Sparse and Approximate Degrees of Freedom Computation

As noted in the section Statistical Inference and Lookup Degrees of Freedom, obtaining confidence limits in loess models requires the computation of the lookup degrees of freedom. This in turn requires the computation of

$\begin{eqnarray*} \delta _2 & \equiv & \mbox{Trace} \left((\bI -\bL )^\prime (\bI -\bL )\right)^2 \end{eqnarray*}$

where $\bL$ is the loess smoothing matrix (see the section Smoothing Matrix).

The work in a direct implementation of this formula grows as $n^3$ , where n is the number of observations in analysis. For large n, this work dominates the time needed to fit the loess model itself. To alleviate this computational bottleneck, Cleveland and Grosse (1991) and Cleveland, Grosse, and Shyu (1992) developed approximate methods for estimating this quantity in terms of more readily computable statistics. A different approach to obtaining a computationally cheap estimate of $\delta _2$ has been implemented in PROC LOESS.

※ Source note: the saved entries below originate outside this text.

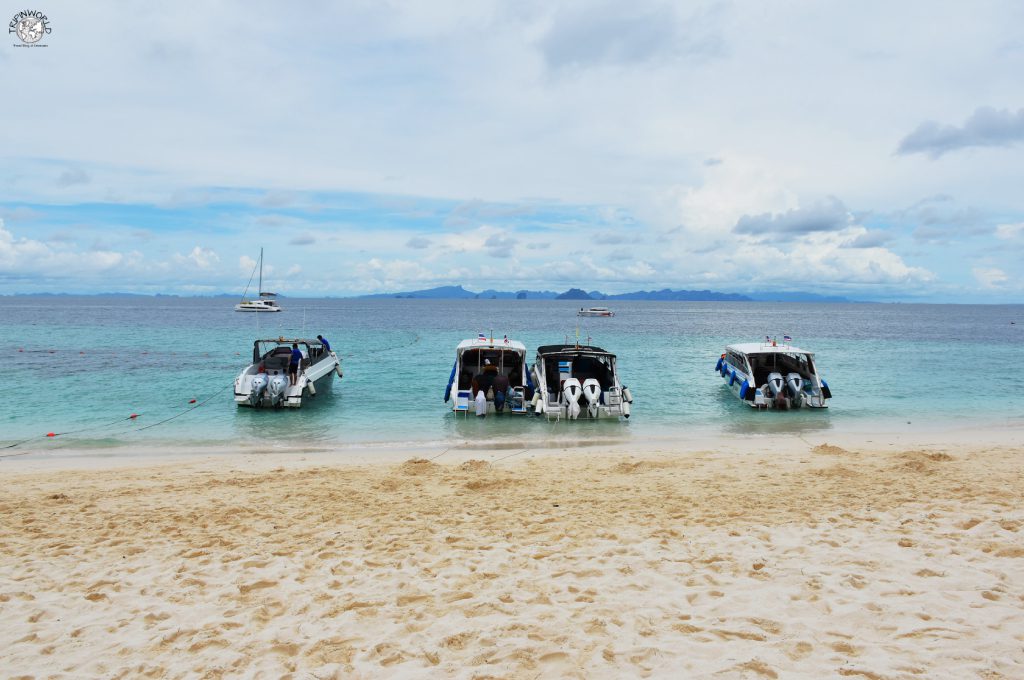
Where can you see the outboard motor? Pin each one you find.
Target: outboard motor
(258, 386)
(275, 389)
(592, 391)
(571, 391)
(795, 383)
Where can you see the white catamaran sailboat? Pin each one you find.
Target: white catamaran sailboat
(265, 301)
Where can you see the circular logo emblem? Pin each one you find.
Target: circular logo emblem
(30, 26)
(31, 30)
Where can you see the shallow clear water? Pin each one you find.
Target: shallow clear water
(76, 363)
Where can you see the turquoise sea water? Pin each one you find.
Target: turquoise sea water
(82, 365)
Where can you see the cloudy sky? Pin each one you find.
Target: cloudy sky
(872, 150)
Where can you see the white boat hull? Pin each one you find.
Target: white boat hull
(312, 381)
(240, 307)
(739, 383)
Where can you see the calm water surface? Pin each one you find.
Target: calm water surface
(82, 365)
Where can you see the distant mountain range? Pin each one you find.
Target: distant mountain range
(460, 293)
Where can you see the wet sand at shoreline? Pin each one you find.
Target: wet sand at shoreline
(873, 561)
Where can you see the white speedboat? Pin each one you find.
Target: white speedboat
(595, 311)
(266, 301)
(773, 376)
(266, 382)
(579, 380)
(496, 368)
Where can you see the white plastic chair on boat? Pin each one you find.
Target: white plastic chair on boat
(462, 400)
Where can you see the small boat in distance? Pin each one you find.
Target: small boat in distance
(595, 311)
(574, 380)
(772, 376)
(497, 369)
(265, 302)
(265, 382)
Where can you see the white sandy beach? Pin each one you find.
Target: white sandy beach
(809, 561)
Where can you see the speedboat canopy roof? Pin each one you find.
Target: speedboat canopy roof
(572, 349)
(476, 343)
(761, 348)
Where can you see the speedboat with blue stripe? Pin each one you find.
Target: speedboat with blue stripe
(773, 376)
(497, 368)
(574, 381)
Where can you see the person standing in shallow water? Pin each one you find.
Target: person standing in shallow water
(293, 368)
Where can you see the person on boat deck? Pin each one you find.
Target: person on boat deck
(501, 386)
(486, 379)
(293, 368)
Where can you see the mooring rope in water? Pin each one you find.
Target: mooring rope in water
(188, 410)
(193, 405)
(81, 429)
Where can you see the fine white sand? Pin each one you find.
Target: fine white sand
(799, 561)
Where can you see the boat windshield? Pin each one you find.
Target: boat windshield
(784, 363)
(486, 363)
(582, 367)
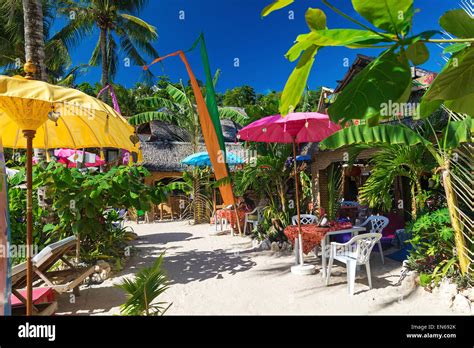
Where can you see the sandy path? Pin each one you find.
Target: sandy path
(212, 274)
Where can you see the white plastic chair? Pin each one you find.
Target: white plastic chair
(378, 224)
(254, 218)
(353, 253)
(306, 219)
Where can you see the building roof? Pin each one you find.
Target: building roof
(162, 156)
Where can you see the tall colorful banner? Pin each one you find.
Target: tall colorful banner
(5, 278)
(212, 134)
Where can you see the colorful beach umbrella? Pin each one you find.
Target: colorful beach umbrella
(297, 127)
(201, 159)
(36, 114)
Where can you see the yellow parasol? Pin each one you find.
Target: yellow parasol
(76, 120)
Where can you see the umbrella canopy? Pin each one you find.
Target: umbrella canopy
(77, 120)
(299, 127)
(201, 159)
(83, 122)
(296, 127)
(11, 172)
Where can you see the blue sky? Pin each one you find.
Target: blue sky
(234, 29)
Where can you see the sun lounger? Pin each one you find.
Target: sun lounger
(59, 280)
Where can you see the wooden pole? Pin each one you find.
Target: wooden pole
(29, 135)
(300, 235)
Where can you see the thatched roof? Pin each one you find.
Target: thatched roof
(166, 156)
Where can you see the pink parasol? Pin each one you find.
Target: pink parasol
(296, 127)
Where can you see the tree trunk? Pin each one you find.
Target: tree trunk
(34, 39)
(105, 61)
(455, 219)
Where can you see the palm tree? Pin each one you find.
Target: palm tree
(115, 20)
(179, 108)
(390, 162)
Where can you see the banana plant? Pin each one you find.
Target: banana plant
(179, 109)
(440, 146)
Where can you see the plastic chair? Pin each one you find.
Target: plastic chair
(353, 253)
(254, 217)
(378, 223)
(306, 219)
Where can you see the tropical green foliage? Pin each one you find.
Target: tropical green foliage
(12, 43)
(388, 77)
(178, 107)
(197, 185)
(390, 162)
(432, 240)
(142, 291)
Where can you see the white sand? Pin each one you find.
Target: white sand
(213, 274)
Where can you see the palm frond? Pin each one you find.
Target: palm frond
(177, 95)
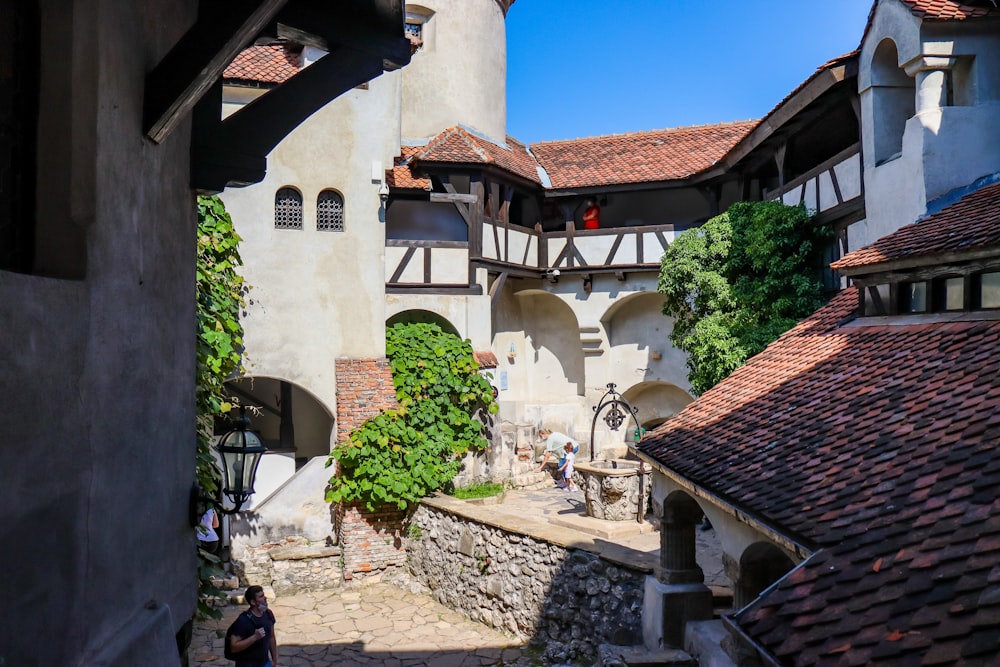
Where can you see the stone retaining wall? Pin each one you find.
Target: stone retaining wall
(566, 595)
(292, 566)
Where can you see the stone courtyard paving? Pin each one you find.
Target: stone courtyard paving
(375, 624)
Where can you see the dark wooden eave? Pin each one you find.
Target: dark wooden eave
(797, 110)
(363, 38)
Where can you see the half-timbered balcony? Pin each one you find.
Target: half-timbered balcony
(439, 264)
(831, 189)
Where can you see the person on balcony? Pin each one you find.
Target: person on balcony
(592, 215)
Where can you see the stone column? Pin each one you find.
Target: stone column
(679, 594)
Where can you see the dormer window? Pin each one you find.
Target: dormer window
(913, 297)
(989, 290)
(416, 27)
(951, 293)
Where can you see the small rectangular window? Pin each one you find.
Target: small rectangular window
(989, 290)
(954, 293)
(877, 300)
(913, 297)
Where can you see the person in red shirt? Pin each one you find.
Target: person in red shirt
(592, 215)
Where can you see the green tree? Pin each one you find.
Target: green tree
(738, 282)
(402, 455)
(220, 298)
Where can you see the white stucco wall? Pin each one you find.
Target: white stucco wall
(470, 315)
(570, 343)
(317, 295)
(942, 147)
(459, 76)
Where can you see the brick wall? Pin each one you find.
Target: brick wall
(364, 388)
(370, 541)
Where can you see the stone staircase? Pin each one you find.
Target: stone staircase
(610, 655)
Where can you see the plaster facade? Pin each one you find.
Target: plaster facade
(941, 104)
(98, 358)
(459, 75)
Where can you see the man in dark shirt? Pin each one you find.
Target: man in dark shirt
(252, 637)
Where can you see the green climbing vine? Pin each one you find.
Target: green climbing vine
(402, 455)
(220, 295)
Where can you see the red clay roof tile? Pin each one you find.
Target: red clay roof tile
(264, 64)
(970, 224)
(868, 429)
(949, 10)
(638, 157)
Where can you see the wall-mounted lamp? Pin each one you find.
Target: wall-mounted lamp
(240, 450)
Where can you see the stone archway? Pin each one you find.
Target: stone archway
(656, 402)
(293, 424)
(683, 594)
(761, 565)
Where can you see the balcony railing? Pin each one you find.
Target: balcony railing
(831, 184)
(448, 265)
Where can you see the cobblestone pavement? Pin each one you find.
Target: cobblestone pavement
(394, 624)
(376, 624)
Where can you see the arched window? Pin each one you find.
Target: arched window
(893, 101)
(330, 211)
(288, 209)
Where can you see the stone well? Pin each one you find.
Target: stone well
(615, 490)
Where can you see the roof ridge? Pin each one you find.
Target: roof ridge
(636, 133)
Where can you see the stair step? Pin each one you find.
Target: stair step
(610, 655)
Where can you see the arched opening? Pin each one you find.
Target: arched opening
(552, 350)
(287, 208)
(761, 565)
(639, 336)
(656, 402)
(425, 316)
(686, 597)
(293, 425)
(893, 101)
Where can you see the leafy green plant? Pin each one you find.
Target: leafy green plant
(480, 490)
(402, 455)
(414, 532)
(220, 299)
(739, 281)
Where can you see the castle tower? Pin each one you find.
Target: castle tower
(458, 74)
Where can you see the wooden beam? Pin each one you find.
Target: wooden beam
(496, 289)
(251, 133)
(452, 197)
(407, 256)
(198, 60)
(445, 289)
(372, 26)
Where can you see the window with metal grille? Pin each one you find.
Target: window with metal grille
(288, 209)
(330, 212)
(20, 33)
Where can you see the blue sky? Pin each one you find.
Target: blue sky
(590, 67)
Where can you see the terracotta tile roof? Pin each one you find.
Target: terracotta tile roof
(458, 145)
(877, 448)
(638, 157)
(263, 64)
(949, 10)
(971, 223)
(404, 173)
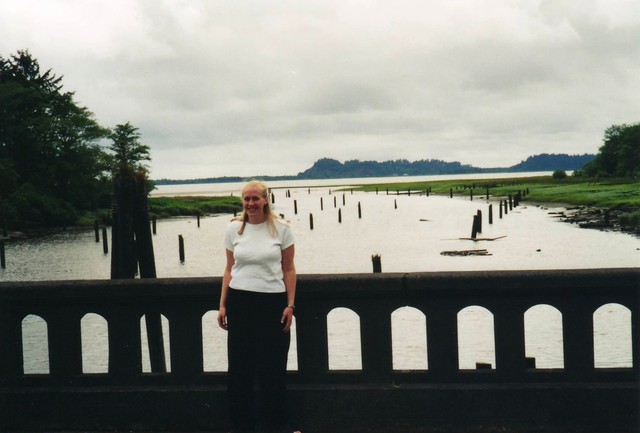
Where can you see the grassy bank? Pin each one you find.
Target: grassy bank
(165, 207)
(605, 193)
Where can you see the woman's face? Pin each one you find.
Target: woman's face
(254, 204)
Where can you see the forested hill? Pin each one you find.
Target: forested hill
(330, 168)
(327, 168)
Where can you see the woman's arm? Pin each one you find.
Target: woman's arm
(289, 277)
(226, 278)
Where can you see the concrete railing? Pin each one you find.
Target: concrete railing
(511, 396)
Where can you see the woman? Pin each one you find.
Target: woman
(257, 302)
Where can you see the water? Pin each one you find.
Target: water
(408, 232)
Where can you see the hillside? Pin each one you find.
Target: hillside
(330, 168)
(327, 168)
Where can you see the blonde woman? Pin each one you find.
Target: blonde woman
(257, 303)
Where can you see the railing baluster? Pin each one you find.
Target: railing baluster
(65, 344)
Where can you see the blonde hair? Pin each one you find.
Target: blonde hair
(270, 216)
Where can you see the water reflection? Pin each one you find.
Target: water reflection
(408, 232)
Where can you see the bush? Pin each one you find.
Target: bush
(559, 174)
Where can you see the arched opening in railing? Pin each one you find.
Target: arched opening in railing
(476, 338)
(612, 338)
(543, 336)
(35, 347)
(409, 339)
(214, 344)
(94, 331)
(344, 345)
(146, 358)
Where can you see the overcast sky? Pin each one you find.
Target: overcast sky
(266, 87)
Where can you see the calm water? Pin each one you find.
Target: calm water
(408, 232)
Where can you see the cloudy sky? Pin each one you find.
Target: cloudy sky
(267, 87)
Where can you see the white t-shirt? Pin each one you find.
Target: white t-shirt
(258, 256)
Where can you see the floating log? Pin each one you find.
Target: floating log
(481, 239)
(377, 263)
(463, 253)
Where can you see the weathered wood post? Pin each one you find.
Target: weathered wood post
(181, 248)
(132, 246)
(474, 227)
(377, 263)
(105, 242)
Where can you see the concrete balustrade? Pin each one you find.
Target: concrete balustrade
(510, 396)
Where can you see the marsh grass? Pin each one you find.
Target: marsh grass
(607, 193)
(164, 207)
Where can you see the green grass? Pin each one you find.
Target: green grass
(164, 207)
(608, 193)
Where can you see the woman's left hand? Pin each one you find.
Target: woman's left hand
(287, 318)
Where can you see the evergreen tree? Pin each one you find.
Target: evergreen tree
(51, 165)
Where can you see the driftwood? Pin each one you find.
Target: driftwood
(481, 239)
(466, 253)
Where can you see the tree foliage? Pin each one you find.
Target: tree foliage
(52, 166)
(619, 156)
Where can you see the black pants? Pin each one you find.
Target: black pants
(257, 350)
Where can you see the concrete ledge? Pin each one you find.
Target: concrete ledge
(576, 408)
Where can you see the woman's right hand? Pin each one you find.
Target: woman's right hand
(222, 318)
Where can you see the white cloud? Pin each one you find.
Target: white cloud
(265, 87)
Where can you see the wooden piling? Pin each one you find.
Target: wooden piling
(377, 263)
(96, 231)
(105, 241)
(181, 248)
(474, 227)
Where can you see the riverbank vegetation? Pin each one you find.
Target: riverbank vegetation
(165, 207)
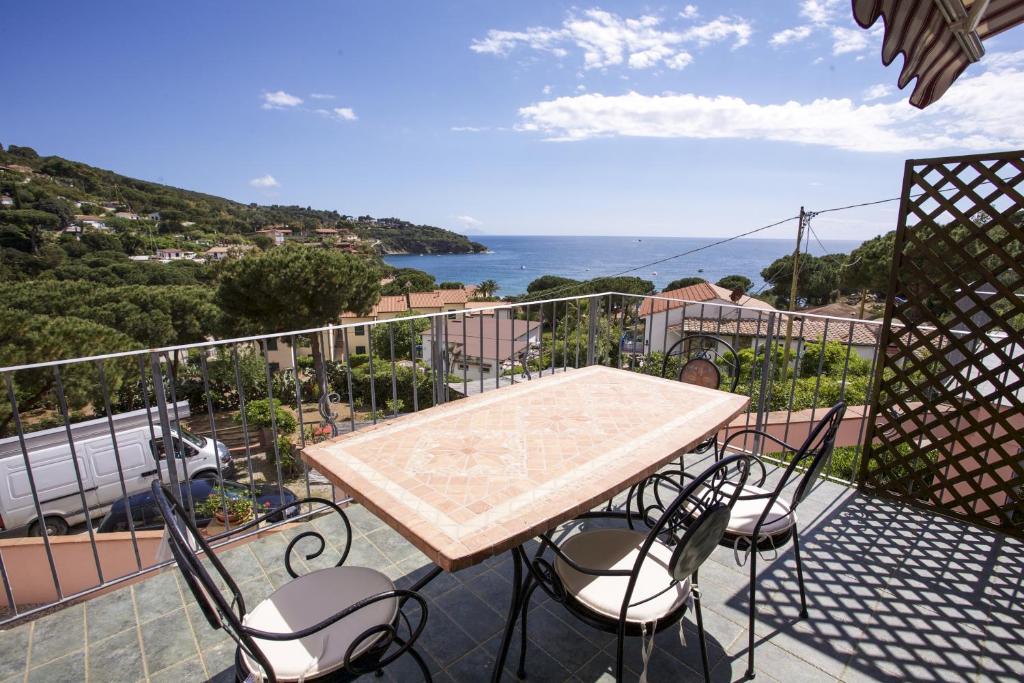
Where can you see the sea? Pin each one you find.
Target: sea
(514, 261)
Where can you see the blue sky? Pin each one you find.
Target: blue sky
(688, 119)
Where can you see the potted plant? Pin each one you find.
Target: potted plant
(258, 417)
(240, 508)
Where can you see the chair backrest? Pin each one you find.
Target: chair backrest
(694, 519)
(812, 456)
(185, 544)
(704, 357)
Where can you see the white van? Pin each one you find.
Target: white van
(140, 446)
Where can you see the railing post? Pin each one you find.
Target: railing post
(593, 310)
(437, 355)
(170, 457)
(763, 391)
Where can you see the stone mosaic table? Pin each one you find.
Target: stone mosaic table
(479, 476)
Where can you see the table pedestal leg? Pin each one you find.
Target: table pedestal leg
(519, 585)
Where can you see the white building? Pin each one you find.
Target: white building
(484, 347)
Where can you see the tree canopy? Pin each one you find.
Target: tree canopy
(683, 282)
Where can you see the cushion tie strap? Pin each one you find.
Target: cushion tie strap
(646, 649)
(751, 546)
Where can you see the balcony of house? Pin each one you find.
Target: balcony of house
(895, 586)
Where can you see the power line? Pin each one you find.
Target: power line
(562, 288)
(555, 290)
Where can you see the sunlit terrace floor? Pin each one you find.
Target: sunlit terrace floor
(894, 594)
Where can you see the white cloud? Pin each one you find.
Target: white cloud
(719, 30)
(794, 35)
(605, 39)
(280, 99)
(878, 92)
(469, 221)
(820, 11)
(978, 113)
(849, 40)
(264, 182)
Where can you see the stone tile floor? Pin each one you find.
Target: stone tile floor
(894, 594)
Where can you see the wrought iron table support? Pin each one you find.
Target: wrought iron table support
(520, 587)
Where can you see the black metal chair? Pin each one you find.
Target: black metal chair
(704, 357)
(628, 582)
(332, 624)
(763, 520)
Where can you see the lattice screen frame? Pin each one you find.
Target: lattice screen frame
(934, 438)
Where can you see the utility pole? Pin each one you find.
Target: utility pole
(804, 219)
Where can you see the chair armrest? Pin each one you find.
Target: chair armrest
(331, 621)
(297, 505)
(547, 542)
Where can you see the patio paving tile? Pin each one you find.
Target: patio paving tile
(68, 668)
(117, 657)
(167, 641)
(884, 604)
(56, 635)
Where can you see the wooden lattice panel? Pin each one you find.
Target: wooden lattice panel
(946, 429)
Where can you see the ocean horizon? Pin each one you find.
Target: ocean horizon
(515, 260)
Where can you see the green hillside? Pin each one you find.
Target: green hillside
(186, 219)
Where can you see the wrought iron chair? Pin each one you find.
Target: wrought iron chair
(704, 356)
(628, 582)
(763, 520)
(332, 624)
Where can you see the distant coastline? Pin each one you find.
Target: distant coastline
(514, 261)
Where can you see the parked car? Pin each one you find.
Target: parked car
(146, 516)
(67, 495)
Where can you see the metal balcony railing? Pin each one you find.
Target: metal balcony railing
(81, 439)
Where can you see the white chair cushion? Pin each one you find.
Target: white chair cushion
(745, 514)
(308, 600)
(653, 597)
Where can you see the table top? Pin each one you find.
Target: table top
(474, 477)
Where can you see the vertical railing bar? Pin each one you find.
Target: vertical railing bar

For large data sets with significant local structure, the loess model is often used with small values of the smoothing parameter. Recalling that the smoothing parameter defines the fraction of the data used in each local regression, this means that the loess fit at any point in regressor space depends on only a small fraction of the data. This is reflected in the smoothing matrix $\bL$ whose $(i,j)$ entry is nonzero only if the ith and jth observations lie in at least one common local neighborhood. Hence the smoothing matrix is a sparse matrix (has mostly zero entries) in such cases. By exploiting this sparsity, PROC LOESS now computes $\delta _2$ orders of magnitude faster than in previous implementations.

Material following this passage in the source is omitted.